All of these poses and testing is before corrective blend shapes took effect, but the goal here was to get the joints as even as possible when it came to how they deformed. It wasn't so much as making sure every face was "camera-ready" as it was every face be smooth and consistent. This part was a lot of fun to test, though.
Once I got the initial joint influences to be where I wanted them to be, I added blend shapes to drive the faces further. For example, if I wanted to corner of the mouth to be up, the joint would move it up and the blend shape would create the crease of the cheek to drive home the motion.
Some of the blendshapes were more subtle than others, but in terms of how the model deformed it was better. In total, there was over 30 corrective Target Blend Shapes and Combination targets. In Unreal, these are called Morph Targets. I hooked up all the animations to my main facial animation controllers so that they triggered as I moved the corresponding controller.
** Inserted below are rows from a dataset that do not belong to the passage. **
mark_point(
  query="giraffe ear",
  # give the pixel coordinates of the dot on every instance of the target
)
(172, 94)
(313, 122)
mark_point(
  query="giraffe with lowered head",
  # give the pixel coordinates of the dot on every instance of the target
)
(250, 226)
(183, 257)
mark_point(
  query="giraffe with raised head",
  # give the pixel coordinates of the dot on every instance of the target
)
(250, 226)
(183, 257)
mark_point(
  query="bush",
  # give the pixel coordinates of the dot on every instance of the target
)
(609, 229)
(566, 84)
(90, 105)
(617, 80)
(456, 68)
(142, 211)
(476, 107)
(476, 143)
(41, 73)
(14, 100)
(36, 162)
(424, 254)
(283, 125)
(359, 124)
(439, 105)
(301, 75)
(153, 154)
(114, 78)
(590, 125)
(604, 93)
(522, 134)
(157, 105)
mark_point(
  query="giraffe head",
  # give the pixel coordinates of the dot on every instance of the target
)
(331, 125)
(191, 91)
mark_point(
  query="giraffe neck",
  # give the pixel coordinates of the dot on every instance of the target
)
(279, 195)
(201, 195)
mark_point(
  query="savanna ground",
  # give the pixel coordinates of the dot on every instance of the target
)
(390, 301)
The final facial rig is made up of 28 different controls with the jaw and eyes being on the actual model as opposed to on the side.
FLESHY EYES
Now that my model was skinned, I was able to also hook up fleshy eyes on the face, which allows for the eyelids to give a subtle move for more realistic eye movement. A gif of that can be found on my twitter. The way this is set up is due in part with how the joints are laid on in the face. I skinned individual eyelid joints that are connected to a main upper and lower eyelid joint that not only allowed for me to create a set driven key for the top and bottom eyelids for blinking purposes, but also allowed for me to include corrective controllers should the animator want a little more animation in the eyelids. I tried a similar approach on the mouth, but to really do it right I would have to redo some of my blend shapes. Therefore, I elected to not do it for the mouth for now.
FACE GYM TEST
Once I was comfortable with how the rig was looking and how all of the deformations played with each other, I decided to go an animated face gym test and render it out in Unreal. The final larger version can be found on my twitter and also below:
FINAL THOUGHTS
I learned a ton while working on this rig, especially when it comes to facial rigging and animation. After actually animating with the rig, I realized I would like to have a separate slider to control the center of the mouth and mess more with the eyes themselves due to how the geometry isn't as smooth in that area as I would have liked. Doing the test in Unreal also shed some light into using the Sequencer and playing with animation files, physics assets, and the skeletal mesh. I also needed to redo the arms FK system, as it was during the animation stage that I realized my arms get into gimbal lock whenever I try to move he forearm up and down once it's been moved inward. Additionally, I added eye and head world space parent constraint changes that would allow for me to change what those pieces of the model would follow if I moved anything under them. They came especially in handy whenever I'd want to rotate the world controller but wanted the eyes to stay in the same place, for example.